No quiso que nadie supiera nunca que estábamos juntas y, luego, la vida me ha llevado a camas clandestinas en más de una ocasión: "Es mejor que nadie se entere de esto. Yo es que no soy lesbiana". Una tipa maravillosa de la que me enamoré vivió una relación con otra mujer durante años sin que nadie supiera que se querían. Aquello hizo mella, claro. Desde la Federación estatal de lesbianas, gays, transexuales y bisexuales (FELGTB) me cuentan, por un reportaje que estoy haciendo para Pikara Magazine, que hay madres lesbianas que no hablan de sus hijos e hijas en el trabajo. Inocente de mí, pensaba que la maternidad obligaba a salir del armario. En mi entorno, algunas compañeras todavía no han contado en casa que viven relaciones lésbicas. En algunas parejas, la apuesta por la visibilidad de una de ellas provoca la ruptura.
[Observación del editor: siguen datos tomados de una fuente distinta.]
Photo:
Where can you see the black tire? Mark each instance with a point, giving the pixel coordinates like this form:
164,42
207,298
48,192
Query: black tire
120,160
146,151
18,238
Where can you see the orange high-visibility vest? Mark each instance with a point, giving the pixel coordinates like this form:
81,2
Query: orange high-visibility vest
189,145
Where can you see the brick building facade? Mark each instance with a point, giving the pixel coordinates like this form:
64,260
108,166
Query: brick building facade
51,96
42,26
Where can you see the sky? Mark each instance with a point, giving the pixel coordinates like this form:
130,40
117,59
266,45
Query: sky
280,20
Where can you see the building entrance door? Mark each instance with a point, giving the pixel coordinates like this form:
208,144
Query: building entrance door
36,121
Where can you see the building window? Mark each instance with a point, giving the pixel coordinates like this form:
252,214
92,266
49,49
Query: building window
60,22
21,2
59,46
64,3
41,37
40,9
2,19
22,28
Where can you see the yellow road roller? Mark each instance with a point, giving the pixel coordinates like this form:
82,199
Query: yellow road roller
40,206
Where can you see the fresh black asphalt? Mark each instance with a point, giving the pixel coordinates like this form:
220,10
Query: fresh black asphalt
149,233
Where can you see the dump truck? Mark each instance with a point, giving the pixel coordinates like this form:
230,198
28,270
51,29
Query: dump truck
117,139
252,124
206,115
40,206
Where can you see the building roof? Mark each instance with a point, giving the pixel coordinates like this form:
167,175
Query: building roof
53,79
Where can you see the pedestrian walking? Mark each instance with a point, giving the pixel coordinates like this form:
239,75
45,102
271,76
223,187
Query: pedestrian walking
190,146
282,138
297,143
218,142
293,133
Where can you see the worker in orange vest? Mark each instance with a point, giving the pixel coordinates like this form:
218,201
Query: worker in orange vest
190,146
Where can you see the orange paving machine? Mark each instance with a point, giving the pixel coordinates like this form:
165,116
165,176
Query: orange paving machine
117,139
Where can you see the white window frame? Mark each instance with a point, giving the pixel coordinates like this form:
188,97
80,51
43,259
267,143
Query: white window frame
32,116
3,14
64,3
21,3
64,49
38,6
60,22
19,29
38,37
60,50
Amores que dejan de serlo por miedo al qué dirán, besos que dejan de darse por miedo a los insultos, a los palos, a la cárcel; bailes secretos en la cocina, polvos a escondidas, cartas que no se guardan por miedo a que alguien las encuentre algún día; silencios incómodos y verdades a medias que hacen evidente que, todavía hoy, el lesbianismo puede ocultarse sin mayor dificultad. Ajá.

He ido flexibilizando mi postura en cuanto a la importancia de la visibilidad lésbica con los años. Eso sí, sigo sin entender por qué hay personas privilegiadas que deciden ocultar sus relaciones. Entiendo que lo hagan todas aquellas que viven pendiendo de un hilo, las que tienen trabajos precarios o familias violentas. Hace unos meses –el tiempo se ha detenido y es complicado recordar cuándo sucedió qué– participé en unos encuentros de medicusmundi Bizkaia para incorporar la perspectiva de la diversidad sexual y de género al mundo de la cooperación. No era obligatorio asistir, así que se puede presuponer que quienes lo hicieron, tenían interés en el tema. Durante un momento del debate, para mi sorpresa, se cuestionó la importancia de la visibilidad de las lesbianas con proyección pública. Hablábamos de Rosana. Algunas compañeras decían que a nadie le importa con quién te acuestas y que el deseo es una cuestión que atañe, en exclusiva, a tu intimidad. Pero no sólo hablamos de deseo o de sexo cuando hablamos de lesbianiamo. La manera de relacionarnos sexoafectivamente, nuestra identidad, nuestra forma de amar o la configuración de nuestras familias no son elementos que puedan considerarse del ámbito privado en ningún caso. Por mucho que la derecha se empeñe en evitar que la política forme parte de nuestras esferas más personales, tanto nuestras identidades, como nuestros deseos y nuestras familias, están mediados por lo público, por lo político. Algunos Estados tratan de proteger la diversidad, con leyes más o menos acertadas; y otros se dedican a limitar con violencia nuestras vidas. Mientras existan políticas y discursos que cuestionen nuestra forma de ser y de estar en el mundo, que traten de regular nuestras vivencias, la orientación sexual y de género seguirá siendo una cuestión política de primer orden y la visibilidad, una batalla simbólica inacabada. Muchas lesbianas estamos bregando por lograr el lugar público que nos corresponde.

En 2018, el Observatorio contra la LGTBfobia registró casi 30 agresiones al mes en Madrid. Insisto: Madrid, 2018. La violencia contra la población LGTBQI+ es una realidad innegable, que, sin embargo, algunos niegan. Toma formas muy distintas en cada caso y en cada territorio, pero sus huellas se hacen visibles en nuestros cuerpos sin que podamos evitarlo. La invisibilidad es una de esas formas de violencia, que ataca al autoestima y lo deja hecho polvo. No se puede obviar que es también una forma de protección y de resistencia, que nos ha mantenido a salvo en infinidad de ocasiones. Ocultar nuestra forma de amar puede evitar, sí, que nos insulten o agredan por la calle, que nos echen del trabajo, pero ¿cómo ocultas a tu familia? ¿Cómo niegas un beso a tu novia? ¿Qué le dices a tu madre cuando te vas de vacaciones con tu amante? ¿A quién mientes para protegerte? Si "cualquier excusa, una chorrada, es buena para brindar", ¿cómo no vamos a brindar, a plena luz del día, por las que somos? Y, sobre todo, por las que fueron.